Fated (Alex Verus #1) by Benedict Jacka
Publisher: Ace/Feb. 2012
Alex Verus series
Kind thanks to Ace for providing a review copy
Alex Verus is part of a world hidden in plain sight, running a magic shop in London. And while Alex’s own powers aren’t as showy as some mages, he does have the advantage of foreseeing the possible future—allowing him to pull off operations that have a million-to-one-chance of success.
But when Alex is approached by multiple factions to crack open a relic from a long-ago mage war, he knows that whatever’s inside must be beyond powerful. And thanks to his abilities, Alex can predict that by taking the job, his odds of survival are about to go from slim to none…

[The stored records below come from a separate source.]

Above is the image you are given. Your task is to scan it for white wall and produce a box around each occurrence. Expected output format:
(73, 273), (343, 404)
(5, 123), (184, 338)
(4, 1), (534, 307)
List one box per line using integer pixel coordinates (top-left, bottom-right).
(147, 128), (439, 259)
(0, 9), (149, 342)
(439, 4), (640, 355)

There’s a blurb on the front of Fated by Jim Butcher, and I’ll admit, it went a ways toward me reading the book. Don’t get me wrong, the book sounded great, but Benedict Jacka is a new author, so it definitely helped. That said, Fated is a bit like the Dresden Files, but really only in the fact that Alex Verus is a wizard, or mage, and Alex’s voice is is a similar mix of easygoing and tightly coiled power. Alex is a diviner, able to see the many possible outcomes and paths of a situation. Usually. He’s not all-powerful, but he’s pretty darn powerful, and he’s done his best not to cross paths with the Council, running a magic shop in Camden Town, in London. Staying under the radar has done well for him, but when various mages (Light and Dark), come to him seeking his services, he finds himself back under the very thumb that he escaped years ago.
The author packs quite a bit of storytelling into just under 300 pages, and does it very effectively. I liked Alex immediately, and found his power fascinating. There’s some mild tension between Alex and his friend Luna, who’s carrying a very powerful curse, and she’ll turn out to be a valuable ally in the battle to come. And there will be battle. There’s a powerful artifact that more than a few powerful mages want to get their hands on, and they’ll use any manner of coercion, arm twisting, and just plain nastiness to get Alex to snag it for them. The main group of Dark mages that Alex deals with are really just plain mean, and I found myself wishing that Alex could just kick ‘em in the mouth. Multiple times. With feeling. It doesn’t help that Alex is carrying around a little baggage of his own, having been at the mercy of a Dark mage himself when he was younger. Yeah, the Dark mages like to keep slaves, er, helpers, and they’re extremely cruel about it. Can you say torture chambers? So, you can understand why Alex isn’t too keen on “helping” any of these guys out. On the charming side, we’re also introduced to some really neat creatures, and the world that the author has created is definitely one I’ll want to visit again. Fated is a strong start to what looks to be a magical series!